Posted Jul 22 2011 1:00pm

SACRAMENTO – The California Department of Public Health (CDPH) today reported a man in Santa Barbara County is the first confirmed human case of West Nile virus infection in California this year. The man was hospitalized, but is now recovering at home.

"With the first confirmed human illness from West Nile virus this year, we are intensifying our surveillance for the virus with the help of all counties,” said CDPH Chief Deputy Director Kathleen Billingsley. “To protect against West Nile virus, the most important step people can take is avoiding mosquito bites.”

West Nile virus is most commonly transmitted to humans and animals by the bite of a mosquito harboring the virus. The risk of serious illness to most people is low. However, some individuals – less than 1 percent – will develop serious neurologic illness such as encephalitis or meningitis. People 50 years of age and older have a higher chance of getting sick and are more likely to develop serious symptoms. Recent data also indicate that those with diabetes and/or hypertension are at greatest risk for serious illness.

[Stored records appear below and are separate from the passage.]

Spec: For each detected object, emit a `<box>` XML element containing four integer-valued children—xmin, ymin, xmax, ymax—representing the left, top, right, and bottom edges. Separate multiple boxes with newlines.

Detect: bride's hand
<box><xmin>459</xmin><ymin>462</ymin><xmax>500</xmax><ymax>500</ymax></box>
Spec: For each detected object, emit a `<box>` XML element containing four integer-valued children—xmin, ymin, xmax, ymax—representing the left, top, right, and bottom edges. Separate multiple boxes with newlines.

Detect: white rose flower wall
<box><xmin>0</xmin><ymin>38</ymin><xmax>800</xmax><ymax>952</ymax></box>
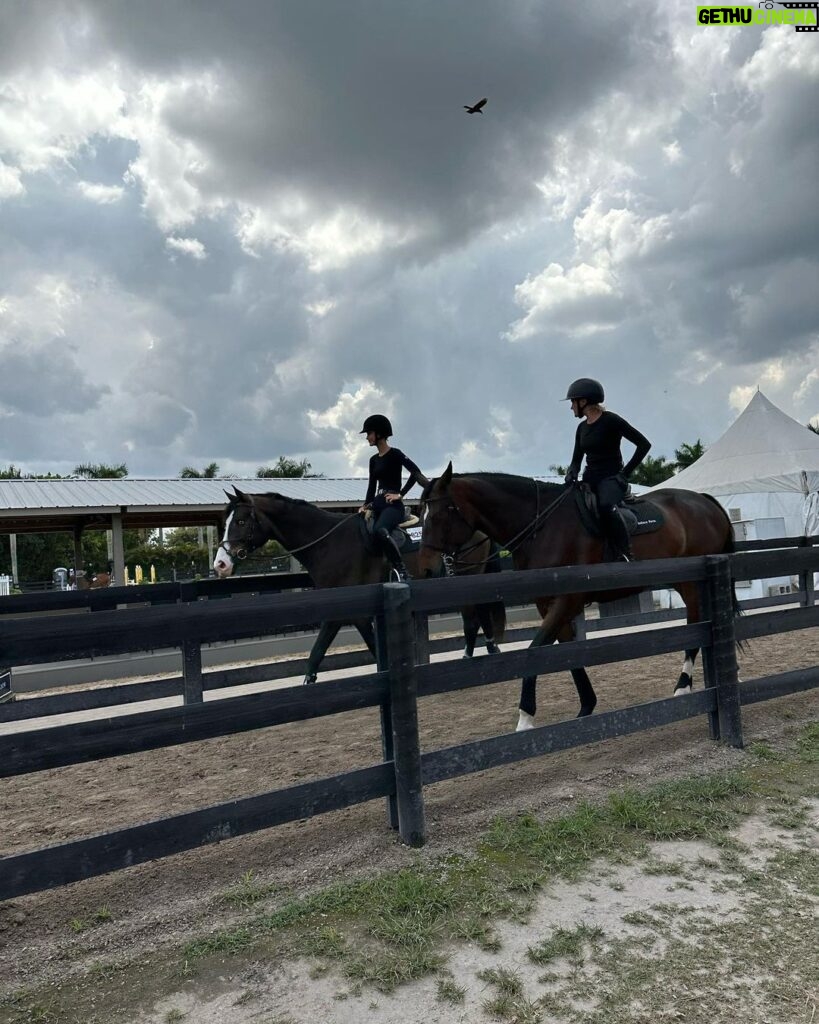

To date in 2011, West Nile virus has been detected in 14 other California counties .

CDPH recommends that individuals prevent exposure to mosquito bites and West Nile virus by practicing the “Four Ds”:

  1. DEET – Apply insect repellent containing DEET, picaradin, oil of lemon eucalyptus or IR3535 according to label instructions. Repellents keep the mosquitoes from biting you. DEET can be used safely on infants and children 2 months of age and older.
  2. DRESS – Wear clothing that reduces the risk of skin exposure to mosquito bites.
  3. DAWN AND DUSK – Mosquitoes bite in the early morning and evening so it is important to wear repellent at this time. Make sure that your doors and windows have tight-fitting screens to keep out mosquitoes. Repair or replace screens with tears or holes.
  4. DRAIN – Mosquitoes lay their eggs on standing water. Eliminate all sources of standing water on your property, including flower pots, old car tires, rain gutters and pet bowls. If you have a pond, use mosquito fish (available from your local mosquito and vector control agency) or commercially available products to eliminate mosquito larvae.

California’s West Nile virus website includes the latest information on West Nile virus activity in the state. Californians are encouraged to report all dead birds and dead tree squirrels on the website or by calling toll-free 1-877-WNV-BIRD (968-2473).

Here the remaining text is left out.